That would be no. 2 on my list.


----------



## helenora

Yes, the list presented by OP is impressive. Even though I know/I've seen many from this list and still I can follow this list to deepen my knowledge of cinema.


----------



## helenora

mm.....it just came to my mind that when we think and speak about art we usually do it in a very western way....well, what I want to say is that all scales and rating are about western art. Then we say " supreme" masterpiece and we think about michelangelo or someone similar, but how about Islamic/Arabic art which is for my taste ( western as well ) is indeed supreme, all those mosques and calligraphy on their walls, etc...or it's just I'm impressed after my traveling 

But indeed I do understand that making all these comparisons music with visual arts is only possible in western culture, because due to various reasons in other cultures musical-visual arts can't be compared since they aren't equally developed or so to say they are not of equal importance or used to be not of equal importance.


----------



## Chronochromie

Touch of Evil > Citizen Kane :tiphat:

Sure, Kane is the revolutionary one, but I don't really give extra points for that. Then again, I should probably rewatch those.

Nice list, I'll have to add some to my watchlist. Here are some of my favorites that aren't on your list and I would recommend to anyone:

The Kingdom of Fairies (1904) - Georges Méliès
Terje Vigen (1917) - Victor Sjöstrom
Dr.
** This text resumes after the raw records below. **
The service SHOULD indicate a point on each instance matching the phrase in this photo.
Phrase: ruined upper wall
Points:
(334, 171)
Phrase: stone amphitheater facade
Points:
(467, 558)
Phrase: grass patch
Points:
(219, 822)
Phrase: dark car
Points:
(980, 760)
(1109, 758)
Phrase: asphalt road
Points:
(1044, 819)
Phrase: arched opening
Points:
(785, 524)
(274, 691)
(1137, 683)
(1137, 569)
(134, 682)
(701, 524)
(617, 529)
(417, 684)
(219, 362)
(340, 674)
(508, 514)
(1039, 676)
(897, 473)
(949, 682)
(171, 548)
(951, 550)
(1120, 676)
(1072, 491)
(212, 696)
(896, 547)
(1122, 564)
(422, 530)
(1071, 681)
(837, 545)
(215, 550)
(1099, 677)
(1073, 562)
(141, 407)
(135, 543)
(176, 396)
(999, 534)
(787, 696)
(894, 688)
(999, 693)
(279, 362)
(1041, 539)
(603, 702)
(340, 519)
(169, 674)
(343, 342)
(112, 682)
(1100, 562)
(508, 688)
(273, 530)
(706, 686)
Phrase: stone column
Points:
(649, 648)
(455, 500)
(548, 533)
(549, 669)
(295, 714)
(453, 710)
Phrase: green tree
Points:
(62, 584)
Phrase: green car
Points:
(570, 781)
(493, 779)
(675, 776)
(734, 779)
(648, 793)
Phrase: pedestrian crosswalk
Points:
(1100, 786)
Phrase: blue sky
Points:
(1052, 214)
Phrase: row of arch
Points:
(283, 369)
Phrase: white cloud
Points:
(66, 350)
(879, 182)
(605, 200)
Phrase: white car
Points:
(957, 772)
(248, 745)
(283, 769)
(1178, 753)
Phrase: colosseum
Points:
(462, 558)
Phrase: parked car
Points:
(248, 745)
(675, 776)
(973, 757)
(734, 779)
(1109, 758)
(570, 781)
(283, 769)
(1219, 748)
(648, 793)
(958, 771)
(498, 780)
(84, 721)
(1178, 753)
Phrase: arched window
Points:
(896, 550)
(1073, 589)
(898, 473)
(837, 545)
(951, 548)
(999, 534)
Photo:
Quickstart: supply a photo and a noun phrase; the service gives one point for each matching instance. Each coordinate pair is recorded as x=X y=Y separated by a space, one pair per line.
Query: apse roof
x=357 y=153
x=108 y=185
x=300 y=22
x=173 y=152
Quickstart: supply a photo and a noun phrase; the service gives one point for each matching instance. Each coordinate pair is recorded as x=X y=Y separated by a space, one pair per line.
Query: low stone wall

Mabuse, the Gambler (1922) - Fritz Lang
Humanity and Paper Balloons (1937) - Sadao Yamanaka
Pépé le Moko (1937) - Julien Duvivier
Port of Shadows (1938) - Marcel Carné
Rome, Open City (1945) - Roberto Rossellini
I Vitelloni (1953) - Federico Fellini
The Cranes Are Flying (1957) - Mikhail Kalatozov
The Enigma of Kaspar Hauser (1974) - Werner Herzog
Heart of Glass (1976) - Werner Herzog
Grizzly Man (2005) - Werner Herzog

If this list makes me look like a seasoned cinephile, I'm not, I have barely started watching seriously last year. For example, I haven't seen any films by Bergman or Tarkovsky yet (but have seen two by Bresson, go figure).

Edit: Actually three by Bresson, forgot The Trial of Joan of Arc, which I didn't like at all, unlike A Man Escaped and Pickpocket (which I should also rewatch).


----------



## SiegendesLicht

Xaltotun said:


> One more coming. Try Douglas Sirk. Deceptively simple films, on the surface they seem like "weepies"... but in reality they are profound melodramas with an incredible eye for psychology. Sirk was a specialist of classic Greek tragedy and it shows. Try _Written on the Wind, All that Heaven Allows._


Or else A Time to Love and a Time to Die by the same director. I am not sure how great it is in terms of cinematography, but the story is a classic.


----------



## AfterHours

DeepR said:


> That would be no. 2 on my list.


Aha! I should've known!


----------



## AfterHours

helenora said:


> Yes, the list presented by OP is impressive. Even though I know/I've seen many from this list and still I can follow this list to deepen my knowledge of cinema.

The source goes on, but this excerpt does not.